There’s no hangover here in Vegas despite the year plus layoff from large, in-person interactions in the world of retail. After wrapping up a content-packed first day we moved into the second day of the conference where we tried to capture new themes that emerged.
Retail is media and media networks are expanding
It would be unfair to characterize the theme of digital advertising as new, but it is a key topic of conversation at this year’s Groceryshop for both retailers and CPGs alike. Retail stores have always been a medium to capture the customer’s attention and retailers charge for this “advertising” through slotting fees for shelf space, endcaps, in-store marketing, etc. However, as the customer has migrated online – and started their trip planning there – retailers have engaged the customer outside the store via digital assets.
The acceleration and growth of grocery ecommerce (as noted in our Day 1 recap) has meant that the customer’s attention has shifted to digital mediums. Retailers have followed suit by adding digital media networks and capabilities to engage customers. Consumer goods companies are supporting retailers in this shift and, as Mike Del Pozzo of PepsiCo pointed out, an understanding of the customer’s behavior through digital media networks is critical for CPGs to understand changes in the market to manage their product portfolio and react.
Digital media networks are still in the early stages and the big question remains who’s going to get most of the customer’s attention and therefore most of the dollars. Today, Amazon and Instacart are the leaders, but digital media networks are a priority for grocers to both boost their bottom line while providing better access to data for CPGs to support the business and drive growth. As Jordan Berke of Tomorrow Retail Consulting pointed out on Day 1: 4% of online revenue is now parity for digital media networks with 6-7% of online revenue a good marker for where to be to remain competitive in the changing landscape.
Next gen social commerce is on the horizon
Connected to the idea of digital media networks, social commerce is another way innovative retailers are tapping into the growing digital market to engage even deeper with customers. If we think of QVC as the 1.0 version of social commerce, 2.0 (or 3.0?) is about engaging customers through digital assets to share orders or recipes with friends as well as allow customers to directly purchase the items they see on a video through the click of a button.

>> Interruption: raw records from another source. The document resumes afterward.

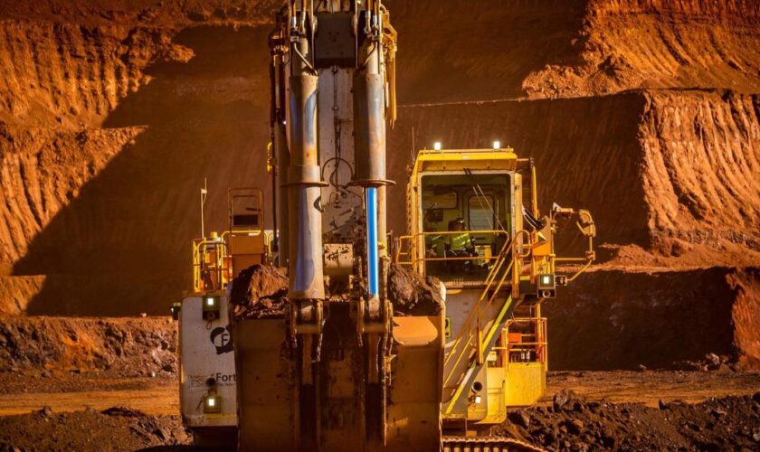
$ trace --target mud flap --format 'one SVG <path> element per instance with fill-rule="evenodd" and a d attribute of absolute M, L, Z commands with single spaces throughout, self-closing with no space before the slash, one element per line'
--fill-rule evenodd
<path fill-rule="evenodd" d="M 394 317 L 389 450 L 439 450 L 445 315 Z"/>
<path fill-rule="evenodd" d="M 234 325 L 239 450 L 295 450 L 289 363 L 282 359 L 283 319 Z"/>

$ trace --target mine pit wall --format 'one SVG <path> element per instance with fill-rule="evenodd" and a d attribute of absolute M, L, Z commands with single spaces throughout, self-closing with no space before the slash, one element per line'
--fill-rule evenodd
<path fill-rule="evenodd" d="M 589 209 L 599 243 L 689 265 L 760 262 L 757 95 L 666 90 L 402 107 L 389 138 L 394 176 L 411 164 L 413 127 L 419 148 L 499 139 L 534 157 L 542 212 L 553 202 Z M 389 198 L 401 205 L 403 190 Z M 394 231 L 404 229 L 400 213 L 389 212 Z"/>
<path fill-rule="evenodd" d="M 531 98 L 632 89 L 760 92 L 760 4 L 752 0 L 592 0 L 571 53 L 531 72 Z"/>
<path fill-rule="evenodd" d="M 675 240 L 729 264 L 760 261 L 760 95 L 655 91 L 639 141 L 653 247 L 672 253 Z"/>
<path fill-rule="evenodd" d="M 591 271 L 544 304 L 551 370 L 760 368 L 760 268 Z"/>
<path fill-rule="evenodd" d="M 204 179 L 206 231 L 228 187 L 267 180 L 268 27 L 114 22 L 0 21 L 5 311 L 166 314 Z"/>
<path fill-rule="evenodd" d="M 0 372 L 35 378 L 175 375 L 176 322 L 164 318 L 14 317 L 0 323 Z"/>

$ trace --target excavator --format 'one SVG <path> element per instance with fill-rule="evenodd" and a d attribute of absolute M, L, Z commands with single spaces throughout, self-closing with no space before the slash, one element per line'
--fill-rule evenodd
<path fill-rule="evenodd" d="M 535 450 L 491 428 L 546 389 L 541 303 L 594 261 L 591 214 L 554 204 L 541 215 L 533 160 L 499 142 L 435 143 L 416 153 L 406 231 L 394 237 L 389 11 L 381 0 L 289 0 L 268 41 L 273 228 L 260 188 L 231 189 L 228 230 L 194 240 L 193 288 L 173 306 L 195 444 Z M 575 257 L 556 253 L 565 219 L 580 232 Z M 287 274 L 284 312 L 234 315 L 233 281 L 252 266 Z M 403 309 L 389 275 L 404 271 L 442 303 Z"/>

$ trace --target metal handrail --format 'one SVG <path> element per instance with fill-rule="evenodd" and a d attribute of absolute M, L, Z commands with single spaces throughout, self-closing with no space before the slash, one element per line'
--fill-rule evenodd
<path fill-rule="evenodd" d="M 449 371 L 449 373 L 446 375 L 446 377 L 443 380 L 443 385 L 444 386 L 448 384 L 449 381 L 453 376 L 454 372 L 457 370 L 457 367 L 459 367 L 459 364 L 461 363 L 461 360 L 464 357 L 464 355 L 465 354 L 470 354 L 470 353 L 466 353 L 467 349 L 465 349 L 465 348 L 462 348 L 461 350 L 460 350 L 460 345 L 469 344 L 470 345 L 470 348 L 471 348 L 472 347 L 471 340 L 475 336 L 475 333 L 478 334 L 478 344 L 477 344 L 478 345 L 478 350 L 476 350 L 476 351 L 480 351 L 480 347 L 481 346 L 480 340 L 480 321 L 481 321 L 480 312 L 481 312 L 481 307 L 483 306 L 483 301 L 486 298 L 488 298 L 488 301 L 486 302 L 486 305 L 485 305 L 485 309 L 488 309 L 490 306 L 491 303 L 493 303 L 493 301 L 498 297 L 498 294 L 499 294 L 499 290 L 501 289 L 502 285 L 504 284 L 504 280 L 506 279 L 507 275 L 509 274 L 510 270 L 513 271 L 513 272 L 516 271 L 516 268 L 515 268 L 516 259 L 515 259 L 514 244 L 515 244 L 514 240 L 509 240 L 509 241 L 506 242 L 504 244 L 504 246 L 502 247 L 501 251 L 498 255 L 498 260 L 497 260 L 496 264 L 491 268 L 490 272 L 489 272 L 489 276 L 486 278 L 486 287 L 485 287 L 485 288 L 483 289 L 482 293 L 480 294 L 480 297 L 478 298 L 478 302 L 475 304 L 472 310 L 470 311 L 470 314 L 468 315 L 467 319 L 465 320 L 461 330 L 460 331 L 459 334 L 457 335 L 457 338 L 454 340 L 454 343 L 451 345 L 451 347 L 449 351 L 449 353 L 444 360 L 444 364 L 443 365 L 445 367 L 445 366 L 448 366 L 448 364 L 451 363 L 451 361 L 453 359 L 453 357 L 455 355 L 457 356 L 456 361 L 453 363 L 453 365 L 451 366 L 451 370 Z M 492 285 L 493 285 L 494 281 L 496 281 L 496 279 L 498 278 L 498 275 L 501 271 L 501 268 L 504 266 L 504 263 L 507 262 L 507 260 L 508 260 L 507 257 L 508 256 L 510 257 L 510 259 L 508 259 L 509 263 L 507 264 L 507 268 L 504 269 L 503 275 L 500 278 L 500 279 L 499 280 L 499 283 L 496 287 L 496 289 L 493 290 L 493 294 L 490 297 L 489 297 L 489 292 L 491 290 Z M 477 322 L 477 325 L 475 325 L 475 327 L 473 328 L 472 323 L 473 323 L 474 320 L 476 320 L 476 318 L 477 318 L 478 322 Z M 462 341 L 462 339 L 464 338 L 465 335 L 467 336 L 467 339 Z"/>

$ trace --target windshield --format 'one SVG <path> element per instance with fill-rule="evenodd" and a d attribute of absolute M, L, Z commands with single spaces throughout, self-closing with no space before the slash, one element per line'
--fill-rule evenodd
<path fill-rule="evenodd" d="M 509 175 L 427 175 L 422 188 L 426 273 L 487 274 L 510 235 Z"/>

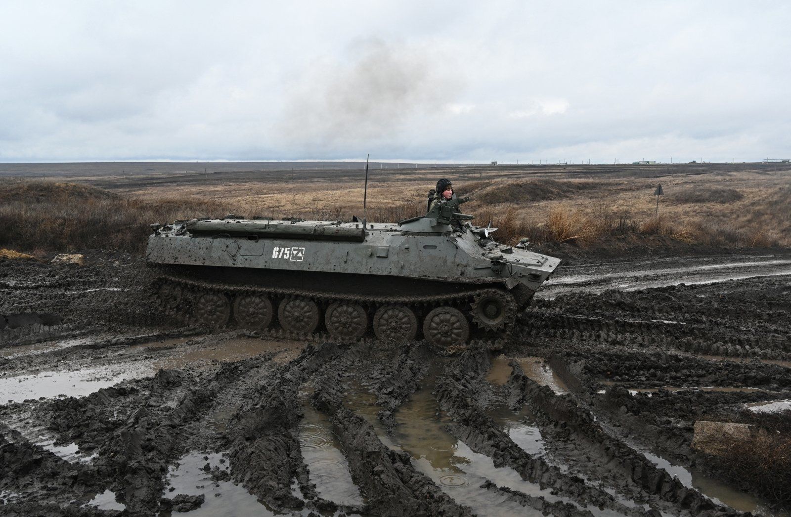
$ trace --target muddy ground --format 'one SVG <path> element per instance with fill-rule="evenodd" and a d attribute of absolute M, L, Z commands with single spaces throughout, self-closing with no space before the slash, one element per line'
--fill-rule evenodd
<path fill-rule="evenodd" d="M 788 407 L 791 255 L 577 261 L 455 355 L 180 326 L 85 255 L 0 262 L 0 515 L 789 515 L 692 439 Z"/>

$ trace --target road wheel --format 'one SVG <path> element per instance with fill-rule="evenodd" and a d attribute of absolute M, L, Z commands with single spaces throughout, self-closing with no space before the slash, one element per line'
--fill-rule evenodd
<path fill-rule="evenodd" d="M 284 330 L 311 334 L 319 326 L 320 314 L 316 302 L 308 298 L 286 298 L 278 308 L 278 319 Z"/>
<path fill-rule="evenodd" d="M 243 294 L 233 300 L 233 319 L 249 330 L 265 329 L 272 323 L 272 302 L 263 296 Z"/>
<path fill-rule="evenodd" d="M 448 347 L 460 345 L 470 337 L 470 324 L 461 311 L 437 307 L 423 321 L 423 335 L 432 345 Z"/>
<path fill-rule="evenodd" d="M 181 286 L 165 282 L 157 290 L 157 296 L 165 308 L 174 309 L 181 303 Z"/>
<path fill-rule="evenodd" d="M 330 335 L 343 339 L 359 339 L 368 329 L 368 315 L 358 304 L 336 301 L 327 308 L 324 325 Z"/>
<path fill-rule="evenodd" d="M 373 333 L 383 341 L 411 341 L 418 333 L 418 318 L 403 305 L 380 307 L 373 315 Z"/>
<path fill-rule="evenodd" d="M 231 304 L 221 292 L 203 292 L 195 300 L 195 315 L 204 325 L 225 326 L 231 315 Z"/>
<path fill-rule="evenodd" d="M 471 307 L 472 321 L 483 330 L 501 330 L 517 315 L 513 296 L 502 291 L 486 291 L 477 295 Z"/>

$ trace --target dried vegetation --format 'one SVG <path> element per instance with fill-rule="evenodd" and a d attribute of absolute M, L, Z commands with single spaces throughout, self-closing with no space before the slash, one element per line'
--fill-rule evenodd
<path fill-rule="evenodd" d="M 729 176 L 722 179 L 725 187 L 685 178 L 665 187 L 668 194 L 658 217 L 645 192 L 650 184 L 639 177 L 457 179 L 457 192 L 472 198 L 462 208 L 476 216 L 475 224 L 491 221 L 498 228 L 498 240 L 510 244 L 527 238 L 536 244 L 590 249 L 614 243 L 791 246 L 791 187 L 773 187 L 777 179 L 759 188 L 744 182 L 735 188 L 728 186 L 733 181 Z M 9 182 L 0 187 L 0 225 L 6 228 L 0 246 L 40 255 L 86 248 L 142 252 L 153 222 L 228 213 L 327 221 L 361 217 L 361 190 L 340 183 L 309 183 L 307 190 L 290 179 L 267 183 L 266 191 L 248 184 L 210 191 L 182 186 L 144 195 L 84 183 Z M 399 221 L 423 213 L 424 187 L 422 182 L 377 180 L 369 192 L 368 220 Z M 233 191 L 244 194 L 229 194 Z"/>
<path fill-rule="evenodd" d="M 757 493 L 787 501 L 791 487 L 791 410 L 744 411 L 735 419 L 755 426 L 749 440 L 732 439 L 713 461 L 728 478 L 746 483 Z"/>

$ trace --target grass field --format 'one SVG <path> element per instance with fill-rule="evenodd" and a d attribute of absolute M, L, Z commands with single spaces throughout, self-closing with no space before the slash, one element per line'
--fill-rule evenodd
<path fill-rule="evenodd" d="M 222 171 L 202 173 L 134 170 L 134 164 L 125 166 L 128 172 L 103 173 L 96 165 L 89 171 L 60 165 L 71 170 L 44 179 L 2 178 L 0 225 L 6 229 L 0 247 L 40 255 L 85 248 L 140 252 L 153 222 L 228 213 L 336 221 L 363 213 L 362 172 L 335 165 L 233 171 L 225 164 Z M 476 215 L 477 224 L 492 221 L 501 242 L 528 237 L 592 250 L 791 247 L 791 167 L 782 164 L 379 168 L 369 177 L 368 219 L 422 213 L 426 193 L 440 177 L 471 197 L 463 211 Z M 657 215 L 653 194 L 658 184 L 664 194 Z"/>

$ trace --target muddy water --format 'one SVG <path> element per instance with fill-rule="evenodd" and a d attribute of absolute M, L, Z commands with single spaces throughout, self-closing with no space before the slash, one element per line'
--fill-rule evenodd
<path fill-rule="evenodd" d="M 303 417 L 299 426 L 299 444 L 308 466 L 311 483 L 320 497 L 339 504 L 362 505 L 367 503 L 351 478 L 340 443 L 332 432 L 332 424 L 309 401 L 310 390 L 300 391 Z"/>
<path fill-rule="evenodd" d="M 626 384 L 622 384 L 621 383 L 616 383 L 611 380 L 600 379 L 599 383 L 604 384 L 604 386 L 615 386 L 616 384 L 626 387 Z M 717 393 L 778 393 L 775 391 L 771 391 L 770 390 L 764 390 L 763 388 L 754 388 L 747 387 L 734 387 L 734 386 L 661 386 L 659 387 L 653 388 L 634 388 L 626 387 L 630 394 L 637 394 L 638 393 L 647 393 L 649 397 L 651 396 L 652 393 L 657 393 L 660 390 L 665 390 L 666 391 L 712 391 Z M 600 390 L 598 393 L 604 393 L 604 390 Z M 760 402 L 761 404 L 764 402 Z"/>
<path fill-rule="evenodd" d="M 386 446 L 402 450 L 412 457 L 415 468 L 433 481 L 457 502 L 470 507 L 473 512 L 485 515 L 540 515 L 541 513 L 507 500 L 501 494 L 481 488 L 487 479 L 498 486 L 506 486 L 547 500 L 561 500 L 550 490 L 541 490 L 537 484 L 524 481 L 510 467 L 498 468 L 489 456 L 473 451 L 445 430 L 450 419 L 437 406 L 432 391 L 436 374 L 402 406 L 394 415 L 397 426 L 392 434 L 376 422 L 375 398 L 353 389 L 345 398 L 346 405 L 372 424 Z M 524 447 L 536 450 L 536 440 L 529 437 L 528 425 L 511 413 L 513 436 Z M 540 435 L 538 435 L 539 438 Z"/>
<path fill-rule="evenodd" d="M 696 489 L 716 503 L 727 504 L 740 511 L 751 511 L 764 517 L 791 516 L 791 514 L 785 511 L 770 510 L 760 499 L 740 492 L 717 479 L 708 477 L 695 469 L 676 465 L 664 458 L 646 451 L 641 450 L 640 452 L 657 466 L 667 470 L 670 475 L 678 477 L 684 486 Z"/>
<path fill-rule="evenodd" d="M 172 466 L 168 472 L 165 497 L 175 497 L 178 494 L 199 496 L 203 494 L 206 500 L 201 507 L 189 512 L 190 515 L 214 517 L 215 515 L 275 515 L 266 505 L 259 503 L 255 496 L 249 493 L 242 485 L 229 481 L 215 481 L 203 470 L 208 463 L 210 469 L 218 466 L 221 470 L 228 470 L 229 463 L 218 453 L 190 453 L 182 457 L 177 466 Z M 163 514 L 167 515 L 167 514 Z M 179 515 L 174 513 L 174 515 Z"/>
<path fill-rule="evenodd" d="M 524 375 L 541 386 L 548 386 L 556 394 L 562 395 L 569 393 L 566 383 L 543 362 L 543 357 L 514 357 L 513 358 L 521 367 Z M 499 355 L 492 359 L 491 368 L 486 372 L 486 380 L 493 384 L 502 386 L 508 382 L 511 375 L 511 367 L 509 362 L 512 360 L 505 355 Z"/>
<path fill-rule="evenodd" d="M 579 274 L 558 275 L 545 283 L 536 293 L 540 298 L 554 298 L 573 291 L 601 292 L 616 289 L 623 291 L 678 284 L 710 284 L 728 280 L 755 277 L 791 275 L 791 261 L 756 258 L 750 262 L 720 264 L 700 263 L 687 267 L 671 267 L 634 271 L 611 270 L 599 272 L 596 267 Z"/>
<path fill-rule="evenodd" d="M 215 360 L 240 360 L 278 350 L 282 352 L 275 356 L 273 360 L 287 361 L 290 357 L 298 354 L 305 345 L 305 343 L 297 342 L 272 342 L 242 337 L 178 347 L 170 350 L 172 353 L 169 355 L 150 359 L 138 358 L 147 350 L 156 350 L 174 344 L 182 345 L 184 342 L 168 340 L 134 345 L 129 347 L 129 350 L 138 351 L 139 353 L 134 353 L 127 362 L 68 372 L 41 372 L 33 375 L 0 379 L 2 402 L 21 402 L 30 398 L 51 398 L 61 394 L 84 397 L 124 379 L 153 375 L 163 368 L 180 368 L 188 365 L 201 367 Z"/>
<path fill-rule="evenodd" d="M 746 407 L 756 413 L 774 413 L 791 409 L 791 400 L 775 400 L 770 402 L 753 402 Z"/>
<path fill-rule="evenodd" d="M 777 364 L 778 366 L 785 366 L 785 368 L 791 368 L 791 360 L 783 360 L 782 359 L 759 359 L 757 357 L 726 357 L 725 356 L 707 356 L 707 355 L 695 355 L 695 357 L 700 359 L 708 359 L 709 360 L 721 360 L 721 361 L 730 361 L 732 363 L 749 363 L 753 360 L 759 360 L 762 363 L 768 363 L 769 364 Z"/>
<path fill-rule="evenodd" d="M 22 345 L 21 346 L 2 348 L 0 349 L 0 357 L 13 359 L 14 357 L 20 357 L 21 356 L 35 355 L 60 349 L 67 349 L 71 346 L 87 345 L 88 343 L 94 341 L 96 341 L 96 337 L 92 336 L 90 338 L 72 338 L 70 339 L 44 342 L 41 343 L 36 343 L 34 345 Z"/>
<path fill-rule="evenodd" d="M 115 497 L 115 492 L 112 490 L 105 490 L 101 493 L 97 493 L 90 501 L 83 504 L 84 507 L 93 507 L 100 510 L 126 510 L 127 505 L 119 503 Z"/>

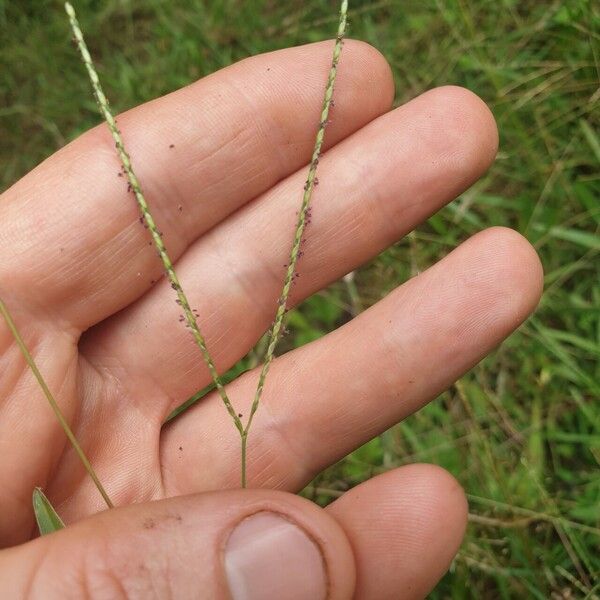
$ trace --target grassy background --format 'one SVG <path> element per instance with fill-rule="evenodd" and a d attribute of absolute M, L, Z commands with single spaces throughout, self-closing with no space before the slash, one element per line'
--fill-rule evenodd
<path fill-rule="evenodd" d="M 117 109 L 232 61 L 331 37 L 324 0 L 78 0 Z M 390 61 L 397 103 L 444 83 L 491 106 L 492 170 L 414 234 L 308 300 L 288 344 L 315 339 L 474 232 L 508 225 L 539 251 L 539 310 L 437 401 L 323 473 L 326 503 L 415 461 L 467 490 L 465 543 L 432 598 L 600 595 L 600 6 L 586 0 L 352 2 L 351 35 Z M 58 2 L 0 0 L 0 189 L 98 122 Z M 251 360 L 248 359 L 248 360 Z"/>

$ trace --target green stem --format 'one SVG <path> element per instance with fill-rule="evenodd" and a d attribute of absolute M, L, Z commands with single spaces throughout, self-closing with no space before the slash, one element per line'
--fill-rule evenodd
<path fill-rule="evenodd" d="M 300 255 L 300 245 L 302 243 L 302 237 L 304 235 L 304 229 L 306 227 L 306 216 L 307 211 L 310 206 L 313 190 L 315 187 L 315 177 L 317 173 L 317 166 L 319 164 L 319 157 L 321 156 L 321 149 L 323 147 L 323 141 L 325 139 L 325 128 L 327 127 L 327 123 L 329 120 L 329 111 L 331 109 L 331 100 L 333 98 L 333 91 L 335 87 L 335 79 L 337 76 L 337 68 L 340 60 L 340 55 L 342 52 L 342 45 L 344 36 L 346 34 L 346 26 L 347 26 L 347 15 L 348 15 L 348 0 L 343 0 L 340 8 L 340 20 L 338 25 L 338 32 L 335 40 L 335 47 L 333 49 L 333 59 L 331 61 L 331 69 L 329 70 L 329 77 L 327 79 L 327 85 L 325 88 L 325 97 L 323 98 L 323 108 L 321 111 L 321 120 L 319 123 L 319 129 L 317 131 L 317 138 L 315 141 L 315 146 L 312 154 L 312 159 L 310 162 L 310 167 L 308 170 L 308 177 L 306 179 L 306 183 L 304 185 L 304 195 L 302 197 L 302 205 L 300 207 L 300 211 L 298 213 L 298 221 L 296 224 L 296 231 L 294 233 L 294 240 L 292 243 L 292 249 L 290 251 L 290 259 L 288 262 L 287 271 L 285 274 L 285 279 L 283 282 L 283 289 L 281 291 L 281 295 L 279 297 L 279 303 L 277 307 L 277 313 L 275 315 L 275 320 L 273 322 L 273 327 L 271 328 L 270 336 L 269 336 L 269 344 L 267 346 L 267 353 L 265 355 L 265 361 L 263 363 L 259 378 L 258 385 L 256 388 L 256 393 L 254 395 L 254 401 L 252 403 L 252 407 L 250 409 L 250 415 L 248 417 L 248 422 L 246 427 L 244 428 L 244 434 L 247 436 L 250 426 L 252 425 L 252 420 L 254 419 L 254 415 L 258 409 L 260 404 L 260 400 L 262 397 L 263 389 L 265 386 L 265 380 L 267 378 L 267 374 L 269 372 L 269 368 L 271 363 L 273 362 L 273 358 L 275 356 L 275 349 L 277 348 L 277 344 L 281 338 L 281 331 L 283 327 L 283 318 L 287 311 L 288 300 L 290 296 L 290 290 L 292 288 L 292 282 L 294 280 L 294 275 L 296 272 L 296 264 L 298 263 L 298 258 Z M 244 443 L 244 442 L 242 442 Z M 242 456 L 242 472 L 245 473 L 246 465 L 245 463 L 245 455 Z M 242 478 L 243 487 L 245 487 L 245 478 Z"/>
<path fill-rule="evenodd" d="M 127 176 L 129 185 L 131 186 L 131 190 L 133 191 L 133 194 L 135 195 L 135 199 L 136 199 L 138 207 L 140 209 L 142 218 L 143 218 L 144 222 L 146 223 L 146 225 L 148 226 L 148 230 L 150 231 L 150 235 L 152 236 L 152 241 L 154 242 L 154 245 L 156 246 L 156 249 L 158 251 L 158 255 L 163 263 L 165 272 L 167 274 L 167 278 L 171 284 L 171 287 L 177 293 L 177 303 L 181 306 L 181 308 L 183 310 L 183 314 L 185 317 L 185 321 L 187 323 L 187 327 L 189 327 L 190 331 L 192 332 L 192 336 L 196 342 L 196 345 L 198 346 L 198 348 L 200 348 L 200 352 L 202 353 L 204 362 L 206 363 L 206 366 L 208 367 L 210 376 L 212 377 L 215 387 L 217 388 L 217 391 L 218 391 L 219 395 L 221 396 L 223 404 L 225 405 L 227 412 L 233 419 L 233 422 L 241 435 L 244 430 L 244 427 L 242 425 L 240 418 L 238 417 L 237 413 L 235 412 L 233 406 L 231 405 L 231 402 L 229 401 L 229 397 L 227 396 L 227 393 L 225 391 L 225 388 L 223 386 L 221 378 L 219 377 L 219 373 L 217 372 L 217 369 L 212 360 L 212 357 L 211 357 L 210 353 L 208 352 L 208 348 L 206 346 L 206 341 L 204 339 L 204 336 L 202 335 L 202 333 L 200 332 L 200 328 L 198 327 L 198 323 L 196 321 L 194 312 L 190 306 L 187 296 L 185 295 L 185 293 L 183 291 L 183 288 L 181 287 L 181 284 L 179 283 L 179 278 L 177 277 L 177 275 L 175 273 L 175 269 L 173 268 L 173 263 L 172 263 L 171 259 L 169 258 L 169 255 L 167 254 L 167 249 L 163 242 L 162 234 L 160 233 L 160 231 L 158 230 L 158 227 L 156 226 L 156 222 L 154 221 L 154 218 L 152 217 L 152 213 L 150 212 L 148 203 L 146 202 L 146 198 L 144 197 L 144 194 L 142 192 L 140 182 L 138 181 L 138 178 L 136 177 L 135 172 L 133 171 L 133 167 L 131 164 L 131 158 L 129 157 L 129 154 L 125 150 L 125 146 L 123 144 L 123 139 L 121 137 L 121 132 L 119 131 L 119 128 L 117 127 L 117 123 L 115 121 L 115 118 L 114 118 L 114 116 L 110 110 L 109 104 L 108 104 L 108 99 L 104 95 L 102 86 L 100 85 L 100 79 L 98 78 L 98 73 L 96 72 L 94 63 L 92 61 L 92 57 L 89 53 L 89 50 L 88 50 L 85 40 L 83 38 L 83 33 L 81 32 L 81 27 L 79 26 L 79 23 L 77 21 L 77 17 L 75 15 L 75 10 L 73 9 L 73 7 L 71 6 L 71 4 L 69 2 L 65 3 L 65 10 L 67 12 L 67 15 L 69 16 L 69 21 L 71 23 L 71 29 L 73 30 L 73 35 L 75 36 L 75 41 L 77 42 L 77 47 L 79 48 L 79 53 L 81 54 L 81 58 L 87 69 L 87 72 L 88 72 L 88 75 L 90 78 L 90 82 L 91 82 L 92 88 L 94 90 L 94 96 L 96 98 L 96 102 L 98 103 L 98 108 L 100 109 L 100 114 L 106 121 L 108 128 L 110 130 L 110 133 L 112 134 L 112 137 L 115 141 L 115 147 L 117 149 L 117 154 L 119 155 L 119 159 L 121 160 L 121 164 L 123 165 L 123 171 L 124 171 L 125 175 Z"/>
<path fill-rule="evenodd" d="M 6 307 L 6 305 L 4 304 L 2 299 L 0 299 L 0 313 L 2 313 L 2 316 L 4 317 L 4 320 L 6 321 L 6 324 L 8 325 L 8 328 L 10 329 L 10 332 L 12 333 L 13 337 L 15 338 L 15 341 L 17 342 L 17 345 L 19 346 L 21 353 L 25 357 L 25 361 L 29 365 L 29 368 L 32 370 L 33 374 L 35 375 L 35 378 L 37 379 L 40 387 L 42 388 L 44 395 L 48 399 L 48 403 L 50 404 L 50 407 L 54 411 L 54 414 L 56 415 L 56 418 L 58 419 L 60 426 L 62 427 L 63 431 L 65 432 L 65 435 L 69 439 L 69 442 L 71 442 L 71 446 L 73 446 L 73 449 L 77 453 L 77 456 L 79 456 L 79 460 L 83 464 L 85 470 L 89 473 L 89 476 L 92 478 L 92 481 L 96 484 L 98 491 L 100 492 L 100 494 L 102 495 L 102 498 L 104 498 L 104 501 L 106 502 L 106 506 L 108 506 L 108 508 L 113 508 L 114 505 L 113 505 L 111 499 L 108 497 L 106 490 L 100 483 L 100 480 L 98 479 L 98 476 L 96 475 L 96 472 L 94 471 L 94 468 L 92 467 L 90 461 L 88 460 L 87 456 L 85 455 L 83 448 L 77 441 L 77 438 L 75 437 L 75 434 L 71 430 L 69 423 L 67 423 L 67 420 L 65 419 L 64 415 L 62 414 L 60 407 L 58 406 L 56 400 L 54 399 L 54 396 L 52 395 L 50 388 L 46 384 L 46 381 L 42 377 L 40 370 L 37 368 L 37 365 L 35 364 L 35 361 L 33 360 L 33 356 L 31 356 L 31 353 L 29 352 L 27 346 L 25 345 L 25 342 L 23 341 L 23 338 L 21 337 L 21 334 L 19 333 L 17 326 L 16 326 L 15 322 L 13 321 L 10 313 L 8 312 L 8 308 Z"/>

Han Shen of iFly VC laid out the power of social commerce in China as $150 billion of products were sold through influencers in China in 2020. Social commerce presents an alternative to growing customer acquisition costs (CAC) highlighted by Shen as well as by Jackson Jeyanayagam, of Clorox, who cited 4x greater costs today than pre-pandemic on costs per thousand impressions (CPM) on Facebook. CAC aside, social commerce gives retailers an opportunity to increase engagement and relevancy with current customers if done well which boosts the value of the digital media networks.
Source: Han Shen, iFly.vc
Mobile devices are powering the grocery ecommerce boom
This theme may seem obvious to many but the boom in grocery ecommerce during the pandemic meant that the industry skipped over much of desktop ecommerce – the precursor to today’s mobile-first experience. Joey Wilson of Razorfish shared analysis that showed that mobile customers spend 40% more than just in-store customers.
Our own experience is that digital conversion rates are also higher on mobile apps – sometimes 5x to that of what you would see of just desktop shoppers. Wilson cited a “Rule of 50” which means that every step you take the customer through reduces step conversion by 50%. Mobile presents a tremendous opportunity for grocery retailers to lead with a mobile-first experience for customers. This offers customers an easy, one-stop shop to engage with their preferred retailer and provides the retailer with better data to personalize the experience for customers.